Handling Noisy Data:

  • Data Cleaning: Identifying and correcting errors in the data is crucial. Techniques such as outlier removal, imputation, and filtering can be applied to clean the data.

  • Robust Algorithms: Some machine learning algorithms are more robust to noisy data. For instance, decision trees and random forests are less affected by noise compared to linear models.

Representation vs. Generalization Power


Representation is to the capacity of a model to learn and encapsulate complex patterns from the input data. Deep learning models, such as neural networks, are capable of learning intricate representations from raw data. A rich representation allows the model to understand different features and patterns within the data.

Generalization Power

Generalization is the ability of a machine learning model to perform well on unseen, new data. A model with good generalization can make accurate predictions on data it has never seen before. Achieving good generalization is the primary goal in machine learning, as the ultimate purpose is to build models that perform well in real-world scenarios.

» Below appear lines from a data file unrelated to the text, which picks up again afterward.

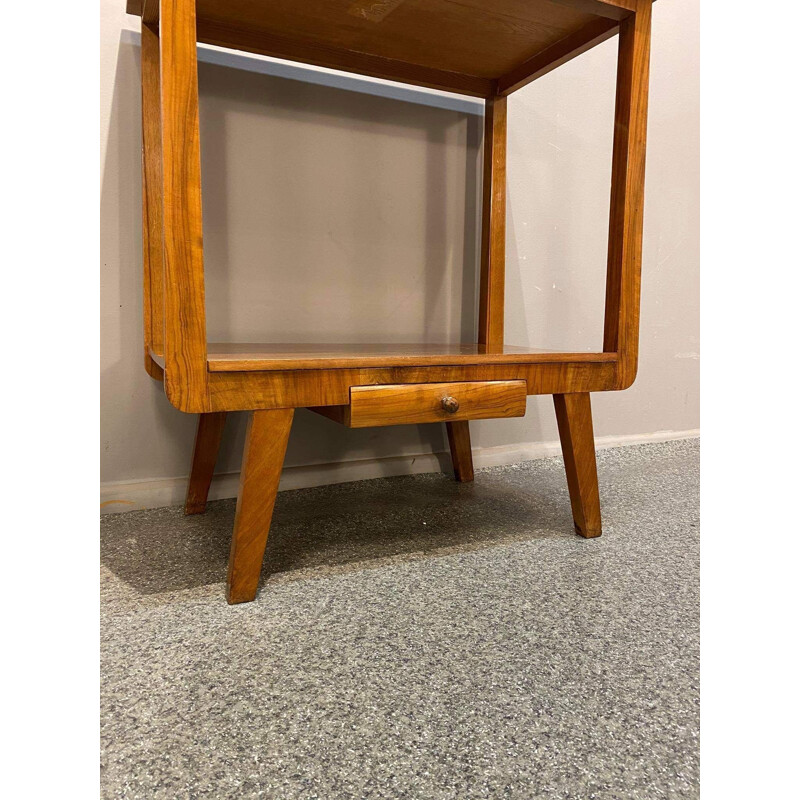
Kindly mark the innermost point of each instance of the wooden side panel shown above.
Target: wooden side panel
(186, 377)
(152, 231)
(623, 281)
(493, 227)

There exists a fundamental trade-off between the model’s representation and its generalization power. A model with very high representational capacity (like a deep neural network with many layers and parameters) can memorize the training data, including its noise and outliers. This may lead to poor generalization because the model has become too specific to the training data and fails to generalize to new, unseen data.

On the other hand, simpler models with lower representational capacity (like linear models) might not capture all the complexities of the data, leading to underfitting. Underfit models lack the capacity to learn important patterns in the data, resulting in poor performance on both the training and unseen data.